A diferencia del resto de Medio Oriente, la comunidad creció un 0,7% en 2024.
La población es predominantemente árabe -el 78,7% se identifica como tal- y representa el 6,8% del total en Israel. Más de dos tercios (68,3%) viven en el Distrito Norte y otro 14,7% en el de Haifa.
Los cristianos no árabes muestran un patrón diferente: el 42% reside en Tel Aviv y los distritos centrales.
Nazaret lidera la lista con 18.900 residentes cristianos, seguida muy de cerca por Haifa (18.800) y luego vienen Jerusalem (13.400) y Nof HaGalil (10.800).
Los hogares cristianos tienden a ser más pequeños que sus pares judíos y musulmanes: 2,89 personas, en comparación con las 3,02 en los judíos y las 4,35 en los musulmanes.
La tasa de fertilidad cuenta una historia similar: las mujeres cristianas tienen un promedio de 1,61 hijos, una cifra inferior a las judías y las musulmanas.
Los cristianos también se casan más tarde: en 2023, las 691 parejas tenían una edad promedio de 30,8 años los varones y 27,8 las mujeres.

Las cifras más destacadas surgen en la educación: un notable 87,7% de los cristianos terminaron el secundario en 2023/24.
El camino por la educación superior es igualmente sólido: el 52,6% de los cristianos árabes va a la universidad dentro de los ocho años posteriores a terminar la escuela, en comparación con el 34,4% de los árabes en general y el 47,3% de los judíos. Entre los cristianos no árabes, la cifra es del 30,3%.
Unos 6.700 estudiantes cristianos asistieron a instituciones de educación superior en 2024/25, lo que representa el 2,2% del total, más que su representación en la población. Las mujeres representan el 61,1%.

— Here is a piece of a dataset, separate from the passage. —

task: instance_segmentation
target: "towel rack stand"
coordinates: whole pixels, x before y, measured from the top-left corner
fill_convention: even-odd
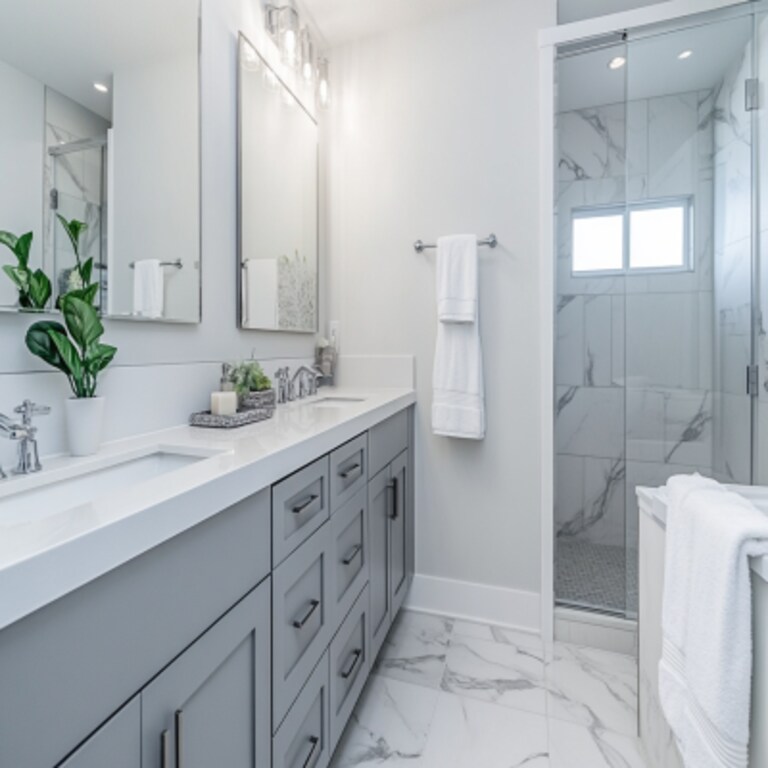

Una peculiaridad: los cristianos representan la quinta parte de los estudiantes de Musicología.
La participación en la fuerza laboral entre los cristianos de 15 años o más es del 67,7%, con una brecha de género notablemente estrecha: 69,9% para los hombres y 66% para las mujeres.
Entre los cristianos árabes, la participación es del 56,9%, con un 66,5% de hombres y un 52,6% de mujeres.
Unos 16.500 cristianos (una tasa de 91,4 por cada 1.000 personas) estaban registrados como beneficiarios en el Ministerio de Bienestar y Asuntos Sociales en 2024. Y unos 27.000 figuran en el Registro de Personas con Discapacidad.
Respecto de las condenas penales, la tasa en la población cristiana es de 176 por cada 100.000 personas en 2023.
Un hallazgo notable: la tasa entre los no árabes es sustancialmente más alta que entre los árabes, 253 a 153. La disparidad probablemente refleja la diversa composición de la población cristiana no árabe de Israel, que incluye a inmigrantes de diversos orígenes.